Farm info

La Tijuana is located in the municipality of Palestina, one of the most productive coffeelands in the South of Huila and 40 minutes away from the city of Pitalito. The region has earned its name in specialty coffee thank to its proximity to Pitalito, which has relatively well-developed infrastructure and easy access to the highest mountains where the climate plays a great role in coffee production. Palestina has always taken top ten places in regional coffee contests and has several producers who have been among the finalists in international contests. Felix Samboni is working to be the next among them.

Felix has been producing coffee for over 40 years and it has been his passion and dedication the entire time. Felix stared with a small farm called El Diamante 3km away from La Tijuana and there built a house with a tiny wet mill to process just enough for a living and for family consumption. His two daughters and wife have as much passion for coffee as Felix himself. They have always helped the family business until now: both daughters own and manage their own farms, while still supporting their father.

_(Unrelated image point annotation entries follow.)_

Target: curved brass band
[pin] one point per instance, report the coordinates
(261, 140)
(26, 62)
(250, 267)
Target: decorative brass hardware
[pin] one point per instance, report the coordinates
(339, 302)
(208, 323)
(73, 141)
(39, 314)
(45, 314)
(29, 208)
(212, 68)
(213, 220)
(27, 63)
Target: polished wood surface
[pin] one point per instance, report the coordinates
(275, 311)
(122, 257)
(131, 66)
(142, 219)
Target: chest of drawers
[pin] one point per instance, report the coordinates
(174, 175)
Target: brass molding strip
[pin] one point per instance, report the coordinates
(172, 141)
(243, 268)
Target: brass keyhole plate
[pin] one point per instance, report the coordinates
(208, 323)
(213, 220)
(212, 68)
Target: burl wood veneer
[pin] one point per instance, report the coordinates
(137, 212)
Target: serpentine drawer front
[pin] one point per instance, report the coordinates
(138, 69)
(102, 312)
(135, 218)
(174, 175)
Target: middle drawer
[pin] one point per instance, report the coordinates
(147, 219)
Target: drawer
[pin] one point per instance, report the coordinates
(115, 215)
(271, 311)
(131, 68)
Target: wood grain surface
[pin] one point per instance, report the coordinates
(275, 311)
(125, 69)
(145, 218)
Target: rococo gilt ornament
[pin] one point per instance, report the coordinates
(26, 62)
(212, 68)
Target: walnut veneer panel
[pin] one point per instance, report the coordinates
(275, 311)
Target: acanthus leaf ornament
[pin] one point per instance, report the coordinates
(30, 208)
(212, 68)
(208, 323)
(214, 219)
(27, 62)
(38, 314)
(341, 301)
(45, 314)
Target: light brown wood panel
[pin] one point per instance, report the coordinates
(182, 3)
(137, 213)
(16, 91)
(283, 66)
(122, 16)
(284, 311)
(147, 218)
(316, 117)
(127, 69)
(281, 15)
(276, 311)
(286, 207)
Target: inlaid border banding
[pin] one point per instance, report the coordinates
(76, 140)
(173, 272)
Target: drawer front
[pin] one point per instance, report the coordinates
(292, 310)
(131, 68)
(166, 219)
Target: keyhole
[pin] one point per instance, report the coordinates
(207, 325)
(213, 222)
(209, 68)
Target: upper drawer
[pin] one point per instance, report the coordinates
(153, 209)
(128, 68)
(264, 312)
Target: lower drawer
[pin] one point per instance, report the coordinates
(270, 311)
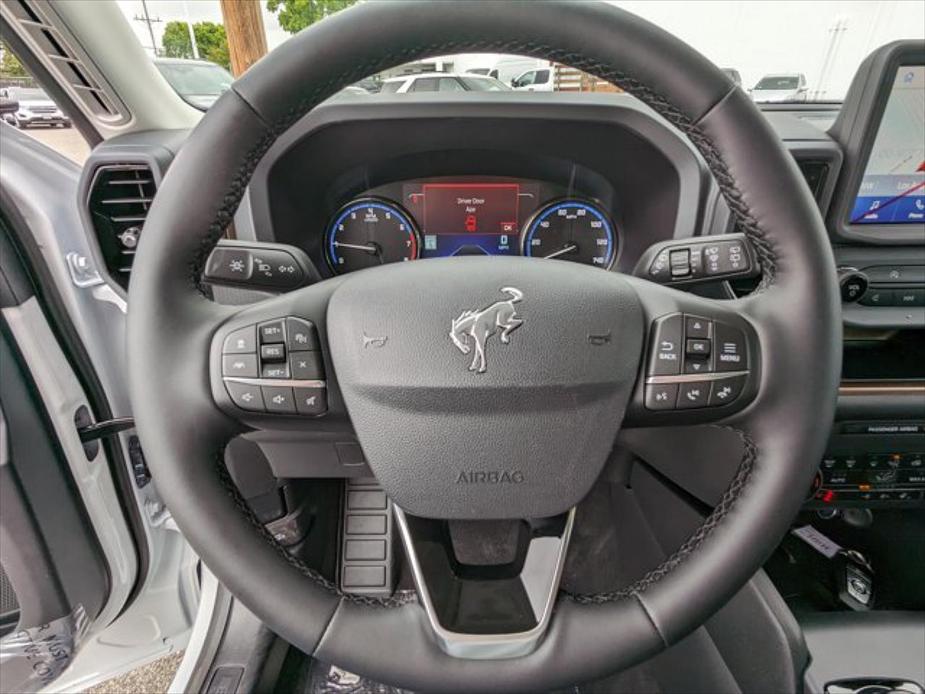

La Tijuana is an 8-hectare farm with 5 of those planted with Castillo, Colombia, and Caturra varieties. La Tijuana’s remain three hectares are a virgin natural forest reserve of black oak trees. All coffee harvested from La Tijuana is taken to the El Diamante wet mill where it is processed and dried.

Region

Huila

The Colombian Department of Huila is located in the southern portion of the country where the Central and Eastern ranges of the Andes mountains converge. Huila’s capital city of Neiva is dry, flat, and desert-like, markedly different from the coffee regions further south.

Centered around the city of Pitalito, Huila’s coffee farms are predominantly smallholder owned and over the past ten years have made concerted efforts to produce specialty coffee that reveals the full character of the region’s terroir. Selective manual harvesting, attentive processing, and careful post-harvest sorting all contribute to increasing recognition of the region.

Huila’s Departmental coffee committee, the local connection to the national Colombian Coffee Growers Federation, has invested notable resources into training producers in everything from fertilization to roasting. This, combined with producer enthusiasm, has created a regional culture of quality-focused production.

Huila holds important historic significance dating back to pre-Columbian cultures. The archeological site at San Agustin includes a large number of stone carvings, figures, and artifacts that offer a rare glimpse into the land’s past prior to colonialism.